RegEx vs. XML
I recently ran into a situation where I needed a simple method of parsing values from a cookie and placing into a class in my asp.net 2.0 application.
Initially, I created the class and used the built in .net Serialization - but the resulting xml was so verbose - especially for an array of values (strings for instance), that the values quickly grew larger than the 4K restriction that browsers place on cookie size.
I began to research an alternative method.

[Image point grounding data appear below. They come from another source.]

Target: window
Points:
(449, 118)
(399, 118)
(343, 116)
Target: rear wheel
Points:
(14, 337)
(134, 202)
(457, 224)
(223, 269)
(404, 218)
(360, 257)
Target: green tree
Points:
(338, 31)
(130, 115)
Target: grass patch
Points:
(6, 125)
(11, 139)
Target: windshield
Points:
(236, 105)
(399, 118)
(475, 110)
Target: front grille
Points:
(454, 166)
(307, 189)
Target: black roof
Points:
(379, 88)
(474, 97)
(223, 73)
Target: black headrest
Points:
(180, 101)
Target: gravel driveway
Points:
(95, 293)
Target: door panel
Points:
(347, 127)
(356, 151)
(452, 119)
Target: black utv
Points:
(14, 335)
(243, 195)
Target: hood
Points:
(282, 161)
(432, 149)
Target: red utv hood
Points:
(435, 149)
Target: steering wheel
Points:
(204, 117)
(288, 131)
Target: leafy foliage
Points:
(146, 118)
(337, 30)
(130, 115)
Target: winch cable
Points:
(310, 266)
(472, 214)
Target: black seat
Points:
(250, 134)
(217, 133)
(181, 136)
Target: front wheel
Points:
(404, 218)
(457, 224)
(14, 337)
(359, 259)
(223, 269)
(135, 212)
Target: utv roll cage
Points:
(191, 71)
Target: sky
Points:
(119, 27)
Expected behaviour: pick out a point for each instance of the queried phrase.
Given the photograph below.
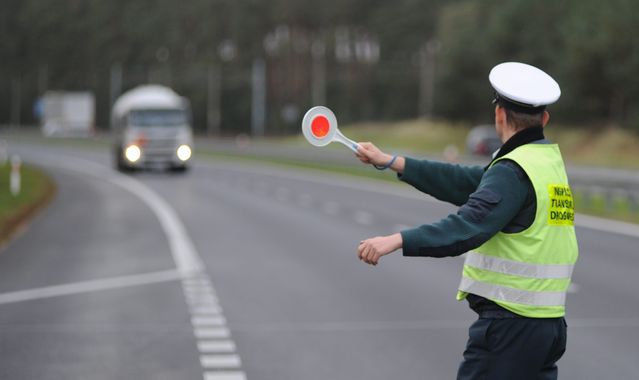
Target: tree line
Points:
(369, 60)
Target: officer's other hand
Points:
(371, 250)
(368, 153)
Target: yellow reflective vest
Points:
(529, 272)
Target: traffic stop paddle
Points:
(319, 127)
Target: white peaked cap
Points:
(523, 84)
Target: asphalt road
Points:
(279, 247)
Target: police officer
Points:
(515, 221)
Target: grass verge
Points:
(37, 189)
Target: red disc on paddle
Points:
(320, 126)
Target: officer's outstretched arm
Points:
(368, 153)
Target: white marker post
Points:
(4, 152)
(319, 127)
(14, 177)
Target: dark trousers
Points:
(513, 348)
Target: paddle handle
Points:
(350, 144)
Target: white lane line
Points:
(186, 258)
(198, 289)
(230, 375)
(206, 302)
(212, 333)
(206, 309)
(216, 346)
(222, 361)
(212, 321)
(196, 281)
(363, 218)
(89, 286)
(189, 264)
(199, 297)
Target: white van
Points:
(152, 128)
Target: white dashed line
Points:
(206, 310)
(224, 376)
(223, 361)
(216, 346)
(212, 333)
(217, 320)
(198, 290)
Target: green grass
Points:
(619, 207)
(36, 189)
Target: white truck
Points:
(152, 128)
(68, 114)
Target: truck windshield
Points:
(157, 118)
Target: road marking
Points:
(199, 321)
(203, 302)
(236, 375)
(205, 310)
(216, 346)
(223, 361)
(212, 333)
(197, 287)
(200, 298)
(363, 218)
(89, 286)
(379, 187)
(185, 256)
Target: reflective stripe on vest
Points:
(497, 264)
(503, 293)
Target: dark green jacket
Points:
(500, 198)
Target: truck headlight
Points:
(184, 152)
(132, 153)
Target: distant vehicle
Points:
(68, 114)
(152, 127)
(482, 140)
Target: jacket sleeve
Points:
(499, 198)
(446, 182)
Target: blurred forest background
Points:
(368, 60)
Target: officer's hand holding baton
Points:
(371, 250)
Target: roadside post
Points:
(14, 176)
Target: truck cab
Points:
(152, 128)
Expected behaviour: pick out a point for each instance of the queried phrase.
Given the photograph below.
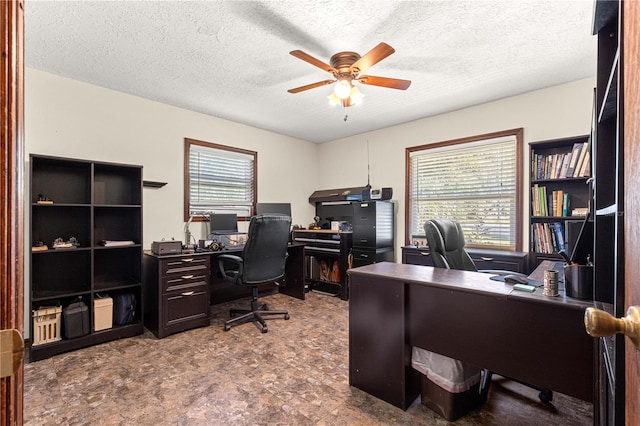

Generating the initial information for the cookie was extremely simple and efficient, but actually parsing the returned values brought up a question of what would be fastest and most efficient - using RegEx for the parsing or using an XML reader.
The resulting xml document was very simple:
<userdata>
<theme>themename</theme>
<implementation>implementationname</implementation>
<roles>1|2|3|4|5</roles>
</userdata>
As you can see, using either RegEx Groups or XML Reader/Document methods it would be very easy to get the values from this xml schema - but which is more efficient?
To answer that question, I wrote a very quick console application to measure the speed of retrieving the values and the object parsing it using the RegEx classes or parsing it via the XML classes. The results are as follows:
1 Million
XML: 10 sec
RegEx: 9 sec
Difference: 1 sec
10 Million
XML: 1 min 41 sec
RegEx: 1 min 24 sec
Difference: 17 sec
100 Million
XML: 16 min 54 sec
RegEx: 13 min 59 sec
Difference: 2 min 55 sec
As you can see - in the smaller magnitude of iterations - up to about 1 Million - there was very little difference.
Once you move to 10 Million+ iterations, though, the efficiency of the RegEx processing really begins to stand out.
I certainly wouldn't recommend using RegEx for parsing out all XML files - but in this very simple example, I can comfortably say that it is the most efficient.
Has anyone had similar experiences? Is there anything that I'm not taking into account?